Figure 5Interacting clusters of orthologous groups (“iCOG”) show phylogenetically conserved interaction patterns.
Each row of the shown profile corresponds to a species and each column corresponds to a pair of interacting protein families (i.e. iCOG), for which an interaction was found in the high-confidence T. pallidum data set. The protein families were defined based on the “cluster of orthologous genes” approach (COG) (see methods). With this, the profile shows for each interaction of the T. pallidum data set whether both interacting proteins, only one interacting protein or none of the interacting proteins are conserved in a given species (given row).
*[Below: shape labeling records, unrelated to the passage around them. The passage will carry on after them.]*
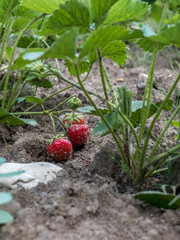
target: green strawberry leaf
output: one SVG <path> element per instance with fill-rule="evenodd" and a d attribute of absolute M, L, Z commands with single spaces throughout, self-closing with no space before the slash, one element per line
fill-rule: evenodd
<path fill-rule="evenodd" d="M 40 97 L 26 96 L 26 102 L 42 104 L 44 100 Z"/>
<path fill-rule="evenodd" d="M 86 5 L 80 1 L 66 1 L 49 17 L 38 35 L 61 34 L 72 27 L 85 30 L 90 26 L 90 13 Z"/>
<path fill-rule="evenodd" d="M 107 113 L 104 115 L 104 118 L 112 128 L 112 130 L 118 130 L 120 127 L 123 125 L 122 118 L 120 117 L 119 114 L 113 112 L 113 113 Z M 95 136 L 105 136 L 109 134 L 110 131 L 106 127 L 105 123 L 100 120 L 97 122 L 96 127 L 93 129 L 93 134 Z"/>
<path fill-rule="evenodd" d="M 156 42 L 152 41 L 149 38 L 141 38 L 137 41 L 137 45 L 142 48 L 145 52 L 153 53 Z M 158 45 L 158 50 L 161 51 L 165 47 L 164 44 Z"/>
<path fill-rule="evenodd" d="M 19 58 L 15 61 L 14 69 L 22 68 L 25 65 L 40 59 L 75 59 L 77 33 L 77 29 L 73 28 L 61 35 L 48 49 L 29 49 L 25 53 L 20 54 Z"/>
<path fill-rule="evenodd" d="M 60 4 L 64 3 L 65 0 L 20 0 L 21 4 L 35 11 L 39 11 L 46 14 L 51 14 Z"/>
<path fill-rule="evenodd" d="M 180 208 L 180 197 L 176 198 L 173 194 L 156 192 L 156 191 L 145 191 L 132 195 L 134 198 L 137 198 L 144 203 L 155 205 L 159 208 L 165 209 L 179 209 Z M 173 204 L 170 204 L 174 199 L 176 201 Z"/>
<path fill-rule="evenodd" d="M 0 10 L 7 10 L 9 5 L 11 4 L 11 0 L 1 0 L 0 1 Z M 14 0 L 13 8 L 18 4 L 19 0 Z"/>
<path fill-rule="evenodd" d="M 178 128 L 180 127 L 178 121 L 172 121 L 171 124 L 172 124 L 174 127 L 178 127 Z"/>
<path fill-rule="evenodd" d="M 108 43 L 105 47 L 101 49 L 102 57 L 110 58 L 116 62 L 119 66 L 126 63 L 127 59 L 127 46 L 125 43 L 115 40 Z"/>
<path fill-rule="evenodd" d="M 0 224 L 6 224 L 14 220 L 13 216 L 3 210 L 0 210 Z"/>
<path fill-rule="evenodd" d="M 91 0 L 91 13 L 93 16 L 93 22 L 97 25 L 101 23 L 107 15 L 107 12 L 111 6 L 118 0 Z"/>
<path fill-rule="evenodd" d="M 3 158 L 3 157 L 0 157 L 0 165 L 2 165 L 2 164 L 5 163 L 5 162 L 6 162 L 6 159 Z"/>
<path fill-rule="evenodd" d="M 109 10 L 104 24 L 140 19 L 148 9 L 148 4 L 140 0 L 119 0 Z"/>
<path fill-rule="evenodd" d="M 100 26 L 95 32 L 93 32 L 86 40 L 84 47 L 82 48 L 79 59 L 90 52 L 106 46 L 113 40 L 123 40 L 127 38 L 129 31 L 125 27 L 118 25 Z"/>
<path fill-rule="evenodd" d="M 18 41 L 17 47 L 28 48 L 29 46 L 31 46 L 31 48 L 37 48 L 38 42 L 32 36 L 22 36 Z"/>
<path fill-rule="evenodd" d="M 170 44 L 180 47 L 180 22 L 166 26 L 159 34 L 154 32 L 148 32 L 147 34 L 147 28 L 144 27 L 144 25 L 141 29 L 145 38 L 138 40 L 137 44 L 139 47 L 143 48 L 144 51 L 153 52 L 154 46 L 157 43 L 159 44 L 159 50 L 162 50 L 163 47 L 169 46 Z"/>
<path fill-rule="evenodd" d="M 106 108 L 98 107 L 98 110 L 101 111 L 103 114 L 108 113 L 108 109 L 106 109 Z M 76 111 L 81 112 L 81 113 L 99 116 L 99 114 L 96 112 L 95 108 L 91 107 L 91 106 L 79 107 L 76 109 Z"/>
For each species from the shown taxonomy (y-axis) and each iCOG, a conservation value is shown in the matrix. This conservation value indicates whether both COGs are conserved/absent in a given species or whether only one or the other COG is conserved (see left upper corner for color key). Overall, three distinct conservation regions are visible in the clustered matrix: #1, #2, and region #3-#6, which we subdivided somewhat arbitrarily into individual clusters #3-#6 with increasing conservation from left to right (note branches on tree above). This figure is also available as zoomable Figure S1 in PDF format in which individual species names and iCOGs can be seen.
Figure 6Prediction of interactions for other species based on T. pallidum high-confidence data sets.
Species (y-axis) are ordered according to taxonomy (broad groups are indicated) and the number of predicted interactions for each species based on two confidence score cut-offs (HCI 0.5 with score>0.5 and HCI 0.7 with score>0.7) is shown.